Francis, a longtime advocate of environmental protection, issued an official letter on Wednesday demanding the creation of an “agrivoltaic” factory in Santa Maria di Galeria, an extraterritorial area of Vatican City north of Rome.
Agrivoltaic projects combine solar energy production and agriculture, with panels usually installed over fields or pastures.
“We must transition to a model of sustainable development that reduces greenhouse gas emissions into the atmosphere in order to achieve the goal of climate neutrality,” the pope wrote in the June 21 letter.
He said the plant would produce enough energy to not only power the Vatican radio transmission center already on the site, but also to guarantee “the full energy supply of the Vatican City State.”

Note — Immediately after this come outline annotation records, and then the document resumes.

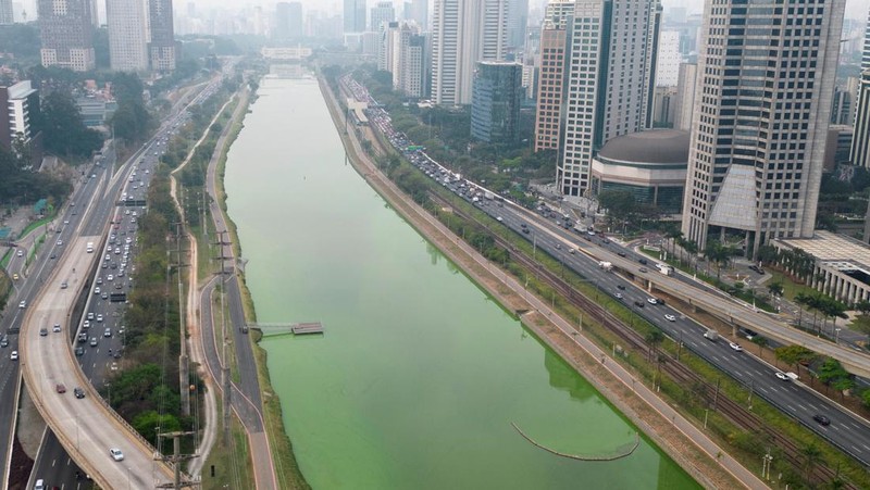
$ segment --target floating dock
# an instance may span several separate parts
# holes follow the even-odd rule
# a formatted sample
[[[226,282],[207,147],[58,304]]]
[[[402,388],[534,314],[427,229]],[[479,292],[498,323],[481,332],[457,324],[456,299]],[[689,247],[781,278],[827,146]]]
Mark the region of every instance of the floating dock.
[[[290,327],[290,331],[294,335],[311,335],[311,334],[323,334],[323,324],[320,322],[307,322],[301,324],[294,324]]]

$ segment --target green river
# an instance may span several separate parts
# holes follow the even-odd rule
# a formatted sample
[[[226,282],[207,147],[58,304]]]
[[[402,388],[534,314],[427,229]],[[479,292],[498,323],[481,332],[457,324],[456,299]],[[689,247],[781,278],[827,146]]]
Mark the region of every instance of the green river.
[[[313,79],[263,79],[226,189],[284,423],[315,489],[689,489],[586,380],[346,164]]]

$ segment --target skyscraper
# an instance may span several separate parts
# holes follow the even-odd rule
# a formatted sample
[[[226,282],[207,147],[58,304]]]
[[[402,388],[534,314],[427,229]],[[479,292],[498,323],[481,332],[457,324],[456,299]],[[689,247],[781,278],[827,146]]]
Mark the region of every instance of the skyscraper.
[[[609,139],[651,126],[658,0],[577,0],[569,23],[566,87],[556,184],[588,189],[595,152]]]
[[[812,236],[845,3],[706,4],[682,228],[701,250]]]
[[[151,70],[175,70],[176,48],[172,24],[172,0],[148,0],[148,54]]]
[[[574,0],[550,0],[540,25],[535,151],[559,149],[564,71],[568,66],[566,27],[573,12]]]
[[[87,72],[96,66],[90,0],[39,0],[44,66]]]
[[[435,0],[432,20],[435,103],[471,103],[475,63],[504,60],[507,24],[507,0]]]
[[[345,0],[345,33],[365,30],[365,0]]]
[[[15,22],[12,10],[12,0],[0,0],[0,25],[10,25]]]
[[[508,2],[508,47],[522,49],[525,46],[525,28],[529,25],[529,0]]]
[[[55,0],[62,1],[62,0]],[[142,0],[105,2],[109,58],[112,70],[148,70],[148,11]]]
[[[396,21],[396,9],[393,8],[393,2],[377,2],[372,7],[371,24],[369,30],[381,30],[382,25]]]
[[[870,70],[861,74],[849,162],[870,168]]]
[[[414,21],[422,30],[428,28],[428,0],[411,0],[405,2],[403,17]]]
[[[490,143],[515,145],[522,101],[523,65],[482,61],[474,71],[471,136]]]

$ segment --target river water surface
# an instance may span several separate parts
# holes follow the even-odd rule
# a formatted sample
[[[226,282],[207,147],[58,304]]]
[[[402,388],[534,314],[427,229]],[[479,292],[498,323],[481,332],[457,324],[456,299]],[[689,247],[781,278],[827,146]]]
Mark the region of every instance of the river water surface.
[[[272,385],[315,489],[694,489],[648,440],[345,163],[312,79],[264,79],[226,189]]]

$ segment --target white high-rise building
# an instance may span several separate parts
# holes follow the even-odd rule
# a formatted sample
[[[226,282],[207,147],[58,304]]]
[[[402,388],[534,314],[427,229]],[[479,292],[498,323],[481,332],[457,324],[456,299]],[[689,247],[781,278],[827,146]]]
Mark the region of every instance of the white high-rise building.
[[[658,61],[656,64],[656,87],[676,87],[680,77],[680,32],[662,30],[659,36]]]
[[[109,58],[112,70],[148,70],[148,2],[112,0],[105,3]]]
[[[432,100],[470,104],[475,63],[502,61],[508,0],[436,0],[432,20]]]
[[[569,23],[569,65],[556,184],[588,189],[592,159],[609,139],[651,127],[658,0],[577,0]]]
[[[682,227],[700,250],[812,236],[845,4],[706,4]]]

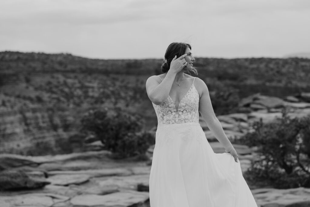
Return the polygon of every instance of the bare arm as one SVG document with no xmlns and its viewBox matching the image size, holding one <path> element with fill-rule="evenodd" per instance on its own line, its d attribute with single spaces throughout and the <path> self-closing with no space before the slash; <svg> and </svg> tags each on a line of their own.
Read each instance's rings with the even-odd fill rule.
<svg viewBox="0 0 310 207">
<path fill-rule="evenodd" d="M 187 54 L 185 54 L 177 59 L 176 56 L 171 61 L 170 69 L 161 83 L 160 78 L 156 75 L 148 79 L 145 84 L 146 92 L 152 102 L 159 105 L 168 97 L 175 75 L 187 64 L 187 62 L 184 60 L 186 55 Z"/>
<path fill-rule="evenodd" d="M 199 80 L 200 88 L 202 89 L 201 96 L 199 101 L 199 112 L 210 130 L 225 149 L 227 151 L 231 150 L 231 154 L 235 157 L 237 162 L 238 157 L 237 153 L 225 134 L 220 123 L 214 113 L 208 87 L 203 81 L 197 79 Z"/>
</svg>

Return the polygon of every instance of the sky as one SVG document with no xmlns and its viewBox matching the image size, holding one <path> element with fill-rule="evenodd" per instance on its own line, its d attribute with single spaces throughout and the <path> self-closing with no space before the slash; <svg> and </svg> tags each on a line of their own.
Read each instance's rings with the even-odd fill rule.
<svg viewBox="0 0 310 207">
<path fill-rule="evenodd" d="M 174 42 L 195 56 L 310 52 L 309 0 L 1 0 L 0 51 L 102 59 L 162 58 Z"/>
</svg>

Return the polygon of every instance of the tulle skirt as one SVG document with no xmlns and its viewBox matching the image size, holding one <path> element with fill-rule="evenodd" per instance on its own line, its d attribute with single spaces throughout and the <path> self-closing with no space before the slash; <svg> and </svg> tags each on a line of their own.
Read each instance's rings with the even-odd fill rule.
<svg viewBox="0 0 310 207">
<path fill-rule="evenodd" d="M 160 125 L 149 179 L 151 207 L 257 207 L 239 162 L 215 153 L 198 123 Z"/>
</svg>

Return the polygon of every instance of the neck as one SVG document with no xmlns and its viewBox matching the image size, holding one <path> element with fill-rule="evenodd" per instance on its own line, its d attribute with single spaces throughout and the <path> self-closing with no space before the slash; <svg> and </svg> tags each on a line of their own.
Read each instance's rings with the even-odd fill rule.
<svg viewBox="0 0 310 207">
<path fill-rule="evenodd" d="M 179 83 L 184 79 L 185 77 L 185 75 L 184 71 L 182 70 L 176 74 L 175 79 L 176 81 Z"/>
</svg>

The letter did not specify when the plant would be installed or become operational.
Francis said he intended to “contribute to the efforts of all states, in accordance with their respective responsibilities and capabilities, to provide an adequate response to the challenges posed by climate change to humanity and our common home.”
In 2022, the Vatican joined the United Nations Framework Convention on Climate Change and the Paris Climate Accords, which in 2015 aimed to limit the world to a temperature increase of 1.5 degrees Celsius (2.7 Fahrenheit) compared to pre-industrial levels.
Pope Benedict XVI started the Vatican’s green initiatives in 2008 by installing solar panels in the audience hall.
But it has been the 87-year-old Francis who has criticized man-made climate change and the fact that the world’s most marginalized are paying the highest price for global warming.
Last year, the Vatican published its first Nationally Determined Contribution (NDC) – efforts to reduce emissions under the Paris Accords – in which it pledged to cut greenhouse gases to 20 percent below 2011 levels by 2030.
Francis has also set out an ‘Ecological Conversion 2030’ plan for carbon-neutral projects and technologies, including the switch to electric vehicles, although the city-state’s contribution to global emissions is already negligible.